The minimum you should have is a Super VGA (SVGA) adapter with 1Meg og video memory. If you buy the card separate from the system, make sure that it is designed for the type of bus you have (PCI, etc)

A personal computer may transfer data from disk to CPU, from CPU to memory, or from memory to the display adapter. A computer doesn't have separate circuits between every pair of devices. This would be too slow. The solution is a Bus. This Bus is simply a common set of wires that connect all the computer devices and chips together. Some of these wires are used to transmit data or send a number (the address) that identifies a particular device or memory location. The computer chips watch the address wires and respond when their identifying number is transmitted.

In a modern computer, there may a half dozen different Bus areas. There is a CPU area that contains the CPU, memory, and basic control logic. There is a "High Speed I/O Device" area that is either a VESA Local Bus (VLB) or a PCI Bus. In a desktop computer, only two or three cards can be plugged into the high speed sockets. The remaining I/O device slots support standard "ISA" Bus cards.

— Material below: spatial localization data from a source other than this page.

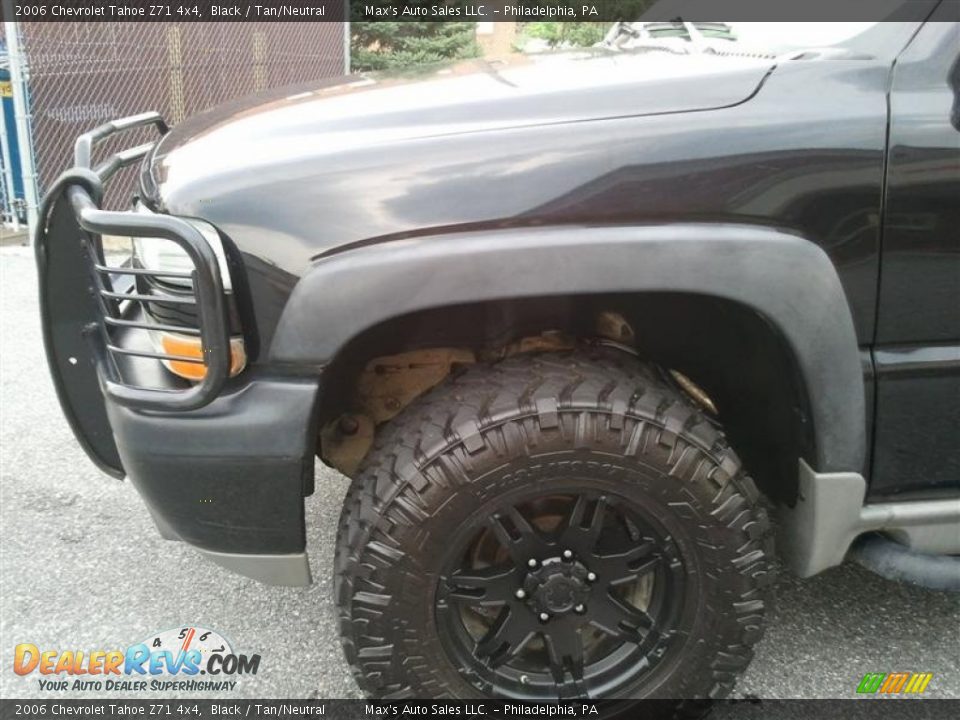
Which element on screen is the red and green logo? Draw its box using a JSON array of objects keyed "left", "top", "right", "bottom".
[{"left": 857, "top": 672, "right": 933, "bottom": 695}]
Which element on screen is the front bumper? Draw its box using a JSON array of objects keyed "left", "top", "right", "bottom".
[
  {"left": 106, "top": 370, "right": 317, "bottom": 585},
  {"left": 36, "top": 113, "right": 316, "bottom": 585}
]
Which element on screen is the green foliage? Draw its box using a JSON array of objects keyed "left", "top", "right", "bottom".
[
  {"left": 518, "top": 0, "right": 655, "bottom": 34},
  {"left": 522, "top": 22, "right": 608, "bottom": 48},
  {"left": 517, "top": 0, "right": 656, "bottom": 49},
  {"left": 350, "top": 3, "right": 479, "bottom": 72}
]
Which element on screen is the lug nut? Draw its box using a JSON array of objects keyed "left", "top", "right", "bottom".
[
  {"left": 527, "top": 559, "right": 538, "bottom": 568},
  {"left": 586, "top": 572, "right": 597, "bottom": 582},
  {"left": 574, "top": 604, "right": 586, "bottom": 614},
  {"left": 515, "top": 589, "right": 526, "bottom": 599},
  {"left": 539, "top": 612, "right": 550, "bottom": 623},
  {"left": 562, "top": 550, "right": 573, "bottom": 560}
]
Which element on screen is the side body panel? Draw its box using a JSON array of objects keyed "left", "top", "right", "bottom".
[{"left": 872, "top": 18, "right": 960, "bottom": 498}]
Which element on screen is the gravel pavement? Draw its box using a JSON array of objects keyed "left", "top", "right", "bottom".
[{"left": 1, "top": 246, "right": 957, "bottom": 704}]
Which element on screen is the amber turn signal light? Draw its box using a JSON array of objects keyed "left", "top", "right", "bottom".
[{"left": 158, "top": 332, "right": 247, "bottom": 381}]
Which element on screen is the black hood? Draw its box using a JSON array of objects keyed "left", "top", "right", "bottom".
[{"left": 149, "top": 51, "right": 775, "bottom": 208}]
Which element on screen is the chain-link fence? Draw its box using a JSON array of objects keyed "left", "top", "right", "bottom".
[{"left": 14, "top": 21, "right": 346, "bottom": 211}]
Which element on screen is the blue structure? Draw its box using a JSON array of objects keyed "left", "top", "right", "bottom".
[{"left": 1, "top": 64, "right": 25, "bottom": 207}]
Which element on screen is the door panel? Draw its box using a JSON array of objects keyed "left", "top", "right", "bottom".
[
  {"left": 876, "top": 20, "right": 960, "bottom": 343},
  {"left": 871, "top": 345, "right": 960, "bottom": 498},
  {"left": 871, "top": 16, "right": 960, "bottom": 499}
]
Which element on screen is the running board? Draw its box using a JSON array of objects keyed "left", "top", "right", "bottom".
[{"left": 778, "top": 460, "right": 960, "bottom": 577}]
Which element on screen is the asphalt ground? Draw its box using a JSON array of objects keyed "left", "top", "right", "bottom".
[{"left": 1, "top": 246, "right": 958, "bottom": 708}]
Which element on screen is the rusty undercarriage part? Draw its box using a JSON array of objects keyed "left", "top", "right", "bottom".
[
  {"left": 319, "top": 414, "right": 376, "bottom": 478},
  {"left": 594, "top": 311, "right": 718, "bottom": 415},
  {"left": 353, "top": 347, "right": 477, "bottom": 425},
  {"left": 320, "top": 312, "right": 715, "bottom": 476},
  {"left": 321, "top": 348, "right": 474, "bottom": 476},
  {"left": 319, "top": 335, "right": 577, "bottom": 476},
  {"left": 595, "top": 310, "right": 636, "bottom": 344},
  {"left": 669, "top": 369, "right": 719, "bottom": 416},
  {"left": 477, "top": 329, "right": 577, "bottom": 362},
  {"left": 319, "top": 334, "right": 577, "bottom": 475}
]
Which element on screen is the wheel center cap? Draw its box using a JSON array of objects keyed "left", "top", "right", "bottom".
[
  {"left": 527, "top": 559, "right": 590, "bottom": 614},
  {"left": 541, "top": 577, "right": 580, "bottom": 612}
]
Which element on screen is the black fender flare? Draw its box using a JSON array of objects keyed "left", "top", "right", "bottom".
[{"left": 269, "top": 224, "right": 864, "bottom": 473}]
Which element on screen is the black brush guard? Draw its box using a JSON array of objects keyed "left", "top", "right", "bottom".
[{"left": 36, "top": 112, "right": 232, "bottom": 477}]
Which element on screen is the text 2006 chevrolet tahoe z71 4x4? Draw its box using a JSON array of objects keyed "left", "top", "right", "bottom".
[{"left": 37, "top": 14, "right": 959, "bottom": 701}]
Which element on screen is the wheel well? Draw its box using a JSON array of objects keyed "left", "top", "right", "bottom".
[{"left": 317, "top": 292, "right": 812, "bottom": 505}]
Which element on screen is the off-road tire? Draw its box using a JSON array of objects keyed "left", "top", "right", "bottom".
[{"left": 334, "top": 349, "right": 774, "bottom": 700}]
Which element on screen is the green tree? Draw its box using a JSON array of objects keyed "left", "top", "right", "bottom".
[
  {"left": 350, "top": 3, "right": 479, "bottom": 72},
  {"left": 521, "top": 22, "right": 609, "bottom": 48},
  {"left": 516, "top": 0, "right": 656, "bottom": 50}
]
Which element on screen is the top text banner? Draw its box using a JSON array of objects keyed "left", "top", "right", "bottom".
[{"left": 0, "top": 0, "right": 953, "bottom": 23}]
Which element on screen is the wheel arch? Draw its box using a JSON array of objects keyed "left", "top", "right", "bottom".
[{"left": 269, "top": 223, "right": 865, "bottom": 485}]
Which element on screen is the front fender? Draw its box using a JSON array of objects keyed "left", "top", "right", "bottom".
[{"left": 269, "top": 224, "right": 864, "bottom": 474}]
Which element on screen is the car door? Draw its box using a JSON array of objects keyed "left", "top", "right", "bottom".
[{"left": 871, "top": 14, "right": 960, "bottom": 499}]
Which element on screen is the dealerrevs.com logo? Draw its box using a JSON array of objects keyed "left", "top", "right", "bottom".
[{"left": 13, "top": 626, "right": 260, "bottom": 692}]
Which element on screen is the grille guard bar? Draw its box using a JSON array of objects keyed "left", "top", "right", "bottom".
[
  {"left": 66, "top": 186, "right": 232, "bottom": 411},
  {"left": 75, "top": 111, "right": 168, "bottom": 169},
  {"left": 36, "top": 111, "right": 233, "bottom": 464}
]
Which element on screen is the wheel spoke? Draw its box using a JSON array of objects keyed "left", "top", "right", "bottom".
[
  {"left": 488, "top": 507, "right": 553, "bottom": 564},
  {"left": 592, "top": 541, "right": 660, "bottom": 585},
  {"left": 588, "top": 592, "right": 656, "bottom": 642},
  {"left": 544, "top": 623, "right": 587, "bottom": 697},
  {"left": 447, "top": 565, "right": 521, "bottom": 606},
  {"left": 475, "top": 606, "right": 537, "bottom": 667},
  {"left": 557, "top": 495, "right": 608, "bottom": 556}
]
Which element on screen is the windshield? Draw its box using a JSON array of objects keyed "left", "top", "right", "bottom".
[
  {"left": 599, "top": 20, "right": 924, "bottom": 61},
  {"left": 612, "top": 0, "right": 938, "bottom": 54}
]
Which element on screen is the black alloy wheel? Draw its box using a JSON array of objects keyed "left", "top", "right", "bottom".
[{"left": 437, "top": 490, "right": 686, "bottom": 698}]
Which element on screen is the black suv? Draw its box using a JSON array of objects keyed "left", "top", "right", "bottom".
[{"left": 37, "top": 14, "right": 958, "bottom": 700}]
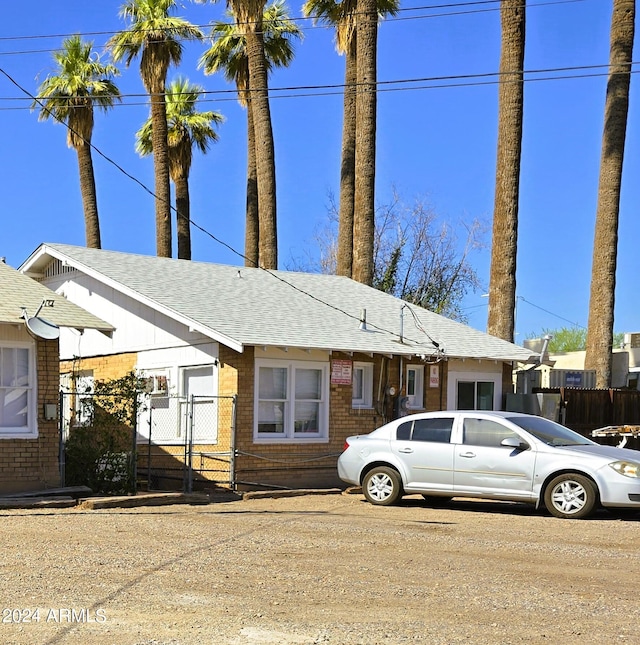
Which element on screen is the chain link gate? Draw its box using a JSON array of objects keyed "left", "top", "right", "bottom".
[{"left": 139, "top": 394, "right": 236, "bottom": 493}]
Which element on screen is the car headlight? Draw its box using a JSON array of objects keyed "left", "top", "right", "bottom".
[{"left": 609, "top": 461, "right": 640, "bottom": 478}]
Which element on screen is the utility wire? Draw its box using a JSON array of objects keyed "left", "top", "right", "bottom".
[
  {"left": 518, "top": 297, "right": 586, "bottom": 330},
  {"left": 463, "top": 298, "right": 586, "bottom": 331},
  {"left": 1, "top": 63, "right": 637, "bottom": 111},
  {"left": 0, "top": 0, "right": 581, "bottom": 51}
]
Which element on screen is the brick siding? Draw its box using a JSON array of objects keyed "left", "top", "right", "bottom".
[{"left": 0, "top": 338, "right": 61, "bottom": 494}]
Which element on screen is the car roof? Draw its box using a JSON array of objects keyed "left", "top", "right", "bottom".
[{"left": 399, "top": 410, "right": 531, "bottom": 420}]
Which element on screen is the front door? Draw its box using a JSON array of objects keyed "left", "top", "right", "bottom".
[
  {"left": 180, "top": 366, "right": 217, "bottom": 443},
  {"left": 453, "top": 417, "right": 537, "bottom": 501}
]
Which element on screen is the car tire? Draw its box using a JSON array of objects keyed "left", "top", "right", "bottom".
[
  {"left": 543, "top": 473, "right": 599, "bottom": 519},
  {"left": 362, "top": 467, "right": 403, "bottom": 506}
]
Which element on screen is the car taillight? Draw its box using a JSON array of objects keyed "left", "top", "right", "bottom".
[{"left": 342, "top": 440, "right": 350, "bottom": 452}]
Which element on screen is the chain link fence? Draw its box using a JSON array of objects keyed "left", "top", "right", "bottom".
[
  {"left": 138, "top": 394, "right": 236, "bottom": 492},
  {"left": 60, "top": 388, "right": 237, "bottom": 494}
]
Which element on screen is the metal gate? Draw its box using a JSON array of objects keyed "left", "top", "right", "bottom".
[{"left": 138, "top": 394, "right": 237, "bottom": 493}]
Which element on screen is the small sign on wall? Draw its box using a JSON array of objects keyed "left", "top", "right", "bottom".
[
  {"left": 331, "top": 359, "right": 353, "bottom": 385},
  {"left": 429, "top": 365, "right": 440, "bottom": 388}
]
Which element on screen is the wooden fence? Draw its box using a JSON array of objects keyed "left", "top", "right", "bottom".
[{"left": 534, "top": 387, "right": 640, "bottom": 448}]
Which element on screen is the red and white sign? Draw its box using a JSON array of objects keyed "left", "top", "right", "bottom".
[
  {"left": 331, "top": 360, "right": 353, "bottom": 385},
  {"left": 429, "top": 365, "right": 440, "bottom": 388}
]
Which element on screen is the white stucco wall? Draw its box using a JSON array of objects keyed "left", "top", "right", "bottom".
[{"left": 446, "top": 359, "right": 504, "bottom": 410}]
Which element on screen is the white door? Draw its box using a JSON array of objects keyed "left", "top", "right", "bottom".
[
  {"left": 453, "top": 417, "right": 537, "bottom": 501},
  {"left": 181, "top": 366, "right": 217, "bottom": 443}
]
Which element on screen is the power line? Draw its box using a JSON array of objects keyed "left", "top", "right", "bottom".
[
  {"left": 518, "top": 297, "right": 586, "bottom": 330},
  {"left": 0, "top": 0, "right": 583, "bottom": 57},
  {"left": 463, "top": 297, "right": 586, "bottom": 330},
  {"left": 1, "top": 62, "right": 637, "bottom": 112}
]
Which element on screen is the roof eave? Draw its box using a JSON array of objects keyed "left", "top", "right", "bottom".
[{"left": 21, "top": 245, "right": 244, "bottom": 354}]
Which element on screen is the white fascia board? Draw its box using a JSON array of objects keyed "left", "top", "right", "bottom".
[{"left": 21, "top": 245, "right": 245, "bottom": 354}]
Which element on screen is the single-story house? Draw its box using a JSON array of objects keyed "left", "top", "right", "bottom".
[
  {"left": 0, "top": 257, "right": 113, "bottom": 493},
  {"left": 20, "top": 243, "right": 534, "bottom": 489}
]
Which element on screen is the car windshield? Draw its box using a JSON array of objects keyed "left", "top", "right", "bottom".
[{"left": 506, "top": 416, "right": 595, "bottom": 446}]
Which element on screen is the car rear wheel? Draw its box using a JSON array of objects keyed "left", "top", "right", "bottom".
[
  {"left": 362, "top": 467, "right": 403, "bottom": 506},
  {"left": 544, "top": 473, "right": 598, "bottom": 519}
]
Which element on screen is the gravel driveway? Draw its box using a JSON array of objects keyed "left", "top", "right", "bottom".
[{"left": 0, "top": 492, "right": 638, "bottom": 645}]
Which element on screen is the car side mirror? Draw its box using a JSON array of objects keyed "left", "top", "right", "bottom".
[{"left": 501, "top": 437, "right": 529, "bottom": 451}]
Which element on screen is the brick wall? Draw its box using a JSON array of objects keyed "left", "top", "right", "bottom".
[
  {"left": 226, "top": 349, "right": 451, "bottom": 490},
  {"left": 0, "top": 337, "right": 61, "bottom": 494},
  {"left": 60, "top": 352, "right": 137, "bottom": 382}
]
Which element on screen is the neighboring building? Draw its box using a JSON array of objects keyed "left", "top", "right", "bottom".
[
  {"left": 0, "top": 258, "right": 112, "bottom": 493},
  {"left": 518, "top": 334, "right": 640, "bottom": 391},
  {"left": 21, "top": 244, "right": 533, "bottom": 489}
]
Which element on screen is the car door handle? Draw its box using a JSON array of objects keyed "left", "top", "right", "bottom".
[
  {"left": 398, "top": 448, "right": 414, "bottom": 453},
  {"left": 459, "top": 451, "right": 476, "bottom": 458}
]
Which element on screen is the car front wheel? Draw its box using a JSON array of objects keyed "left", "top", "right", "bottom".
[
  {"left": 544, "top": 473, "right": 598, "bottom": 519},
  {"left": 362, "top": 467, "right": 403, "bottom": 506}
]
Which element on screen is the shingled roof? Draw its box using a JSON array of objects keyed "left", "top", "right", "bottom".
[
  {"left": 21, "top": 243, "right": 532, "bottom": 362},
  {"left": 0, "top": 258, "right": 113, "bottom": 333}
]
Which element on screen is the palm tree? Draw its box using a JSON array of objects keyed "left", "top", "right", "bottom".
[
  {"left": 486, "top": 0, "right": 526, "bottom": 342},
  {"left": 585, "top": 0, "right": 635, "bottom": 388},
  {"left": 303, "top": 0, "right": 398, "bottom": 281},
  {"left": 302, "top": 0, "right": 399, "bottom": 284},
  {"left": 303, "top": 0, "right": 356, "bottom": 278},
  {"left": 199, "top": 0, "right": 279, "bottom": 268},
  {"left": 108, "top": 0, "right": 203, "bottom": 258},
  {"left": 199, "top": 1, "right": 301, "bottom": 268},
  {"left": 136, "top": 77, "right": 224, "bottom": 260},
  {"left": 351, "top": 0, "right": 380, "bottom": 286},
  {"left": 35, "top": 35, "right": 120, "bottom": 248}
]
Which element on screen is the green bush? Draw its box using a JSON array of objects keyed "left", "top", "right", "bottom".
[{"left": 64, "top": 372, "right": 145, "bottom": 495}]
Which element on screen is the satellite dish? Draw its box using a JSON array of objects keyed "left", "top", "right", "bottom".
[{"left": 25, "top": 316, "right": 60, "bottom": 340}]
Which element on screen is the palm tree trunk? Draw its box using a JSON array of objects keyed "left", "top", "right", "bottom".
[
  {"left": 336, "top": 34, "right": 357, "bottom": 278},
  {"left": 245, "top": 99, "right": 260, "bottom": 267},
  {"left": 75, "top": 141, "right": 101, "bottom": 249},
  {"left": 151, "top": 91, "right": 173, "bottom": 258},
  {"left": 174, "top": 172, "right": 191, "bottom": 261},
  {"left": 585, "top": 0, "right": 635, "bottom": 388},
  {"left": 352, "top": 0, "right": 377, "bottom": 286},
  {"left": 246, "top": 22, "right": 278, "bottom": 269},
  {"left": 487, "top": 0, "right": 526, "bottom": 342}
]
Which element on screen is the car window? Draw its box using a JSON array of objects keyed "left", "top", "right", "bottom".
[
  {"left": 506, "top": 415, "right": 594, "bottom": 446},
  {"left": 395, "top": 418, "right": 453, "bottom": 443},
  {"left": 462, "top": 418, "right": 519, "bottom": 448}
]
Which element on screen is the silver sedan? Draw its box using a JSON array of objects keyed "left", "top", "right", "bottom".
[{"left": 337, "top": 410, "right": 640, "bottom": 519}]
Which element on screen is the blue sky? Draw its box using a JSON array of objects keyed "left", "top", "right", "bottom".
[{"left": 1, "top": 0, "right": 637, "bottom": 343}]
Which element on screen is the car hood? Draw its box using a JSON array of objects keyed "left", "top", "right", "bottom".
[{"left": 555, "top": 443, "right": 640, "bottom": 462}]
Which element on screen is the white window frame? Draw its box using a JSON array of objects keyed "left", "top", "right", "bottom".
[
  {"left": 447, "top": 370, "right": 502, "bottom": 411},
  {"left": 0, "top": 341, "right": 37, "bottom": 439},
  {"left": 405, "top": 365, "right": 425, "bottom": 410},
  {"left": 143, "top": 370, "right": 170, "bottom": 397},
  {"left": 352, "top": 362, "right": 374, "bottom": 409},
  {"left": 254, "top": 358, "right": 329, "bottom": 443},
  {"left": 73, "top": 371, "right": 95, "bottom": 427}
]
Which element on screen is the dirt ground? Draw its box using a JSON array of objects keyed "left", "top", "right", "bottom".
[{"left": 0, "top": 492, "right": 639, "bottom": 645}]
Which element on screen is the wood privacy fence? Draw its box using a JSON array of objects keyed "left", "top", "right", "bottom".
[{"left": 535, "top": 387, "right": 640, "bottom": 440}]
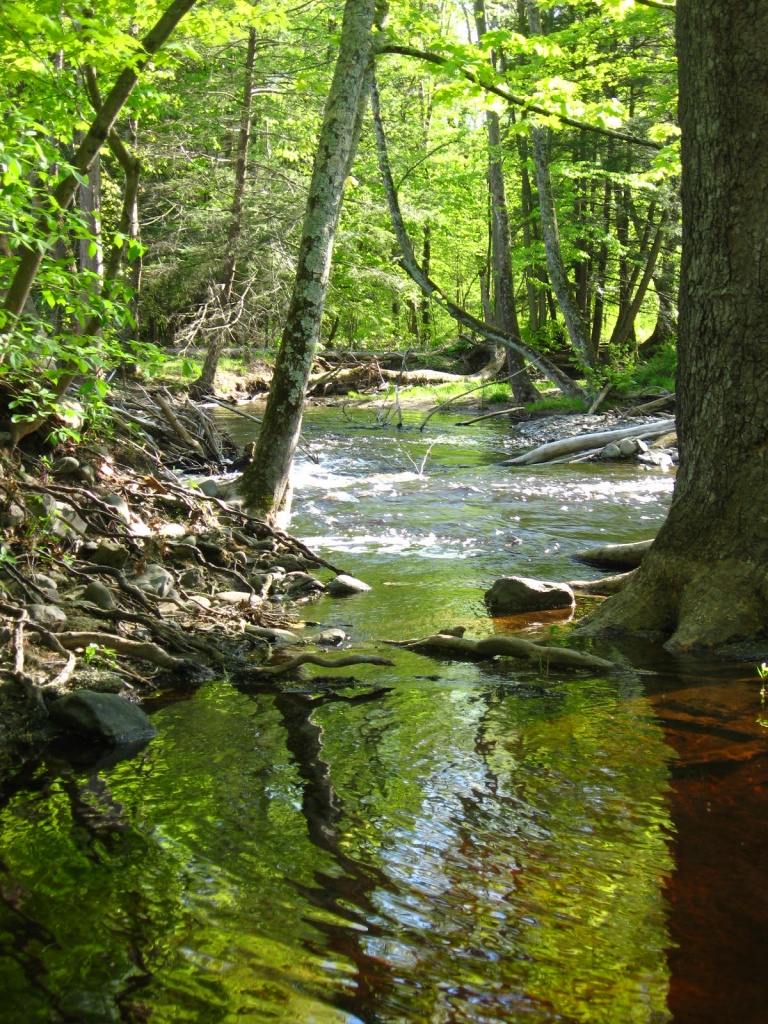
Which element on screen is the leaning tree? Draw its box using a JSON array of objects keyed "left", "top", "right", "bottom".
[{"left": 582, "top": 0, "right": 768, "bottom": 649}]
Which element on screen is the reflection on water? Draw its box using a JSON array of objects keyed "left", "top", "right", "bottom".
[{"left": 0, "top": 406, "right": 764, "bottom": 1022}]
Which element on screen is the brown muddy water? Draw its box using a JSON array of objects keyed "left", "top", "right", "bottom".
[{"left": 0, "top": 406, "right": 765, "bottom": 1023}]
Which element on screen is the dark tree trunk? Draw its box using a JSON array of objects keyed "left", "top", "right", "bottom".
[
  {"left": 526, "top": 0, "right": 593, "bottom": 369},
  {"left": 582, "top": 0, "right": 768, "bottom": 649},
  {"left": 475, "top": 0, "right": 539, "bottom": 403},
  {"left": 193, "top": 27, "right": 258, "bottom": 400},
  {"left": 240, "top": 0, "right": 378, "bottom": 519}
]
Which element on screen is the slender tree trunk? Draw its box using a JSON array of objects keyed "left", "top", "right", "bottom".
[
  {"left": 241, "top": 0, "right": 378, "bottom": 519},
  {"left": 526, "top": 0, "right": 593, "bottom": 369},
  {"left": 371, "top": 77, "right": 587, "bottom": 401},
  {"left": 475, "top": 0, "right": 539, "bottom": 402},
  {"left": 193, "top": 27, "right": 258, "bottom": 399},
  {"left": 590, "top": 177, "right": 612, "bottom": 361},
  {"left": 607, "top": 212, "right": 668, "bottom": 351},
  {"left": 582, "top": 0, "right": 768, "bottom": 649}
]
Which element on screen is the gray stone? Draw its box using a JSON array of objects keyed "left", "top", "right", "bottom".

A new computer today will come with an EIDE disk controller that can handle four disks or other devices. The most common additional adapter card is a multimedia soundcard with a CD-ROM connection. The CD-ROM or the soundcard doesn't place a heavy load on even the slowest bus. Thus typical home or office users have no requirements that can strain the I/O Bus.

Sound cards are a must if you want to use multimedia technology. Sound cards allow the transfer of sounds, music, and voices to be used. A sound card consists is a card which must be installed into an empty slot inside the computer. With this card, the user can use software designed for sound cards to make their own recordings of sounds, play sounds, or just listen to the sounds and music that accompany many multimedia products. Some of the companies that make sound cards are:

A hard drive (or HDD or hard disk drive) is a permanent storage device inside the computer. The hard drive retains the computer's basic operating codes and procedures, as well as programs the user installs by themselves. Most users keep files and information that they work on or update regularly, such as financial records on the hard drive.

Printers are used to print a hardcopy of a document. A printers speed is often rated in "pages per minute" (PPM). This tells the user an estimate of how many pages they should be able to print a minute. There are many different types of printers. Some types of printers are:

Laser Printers

Laser printers use a rotating disk to reflect laser beams onto the paper. This offers almost book like print. Laser printers are fairly quiet when they print.

Inkjet Printers

An inkjet printer prints on the paper by using dropping small electrostatic ink droplets from a nozzle onto the paper. Inkjet printers are very quiet when they are running.

Dot Matrix Printers

A dot matrix printer uses closely packed needles or "pins" which can individually be forced forward to press an ink ribbon against the paper. Dot matrix printers tend to be very noisy when printing, but they are usually the cheaper printers on the market.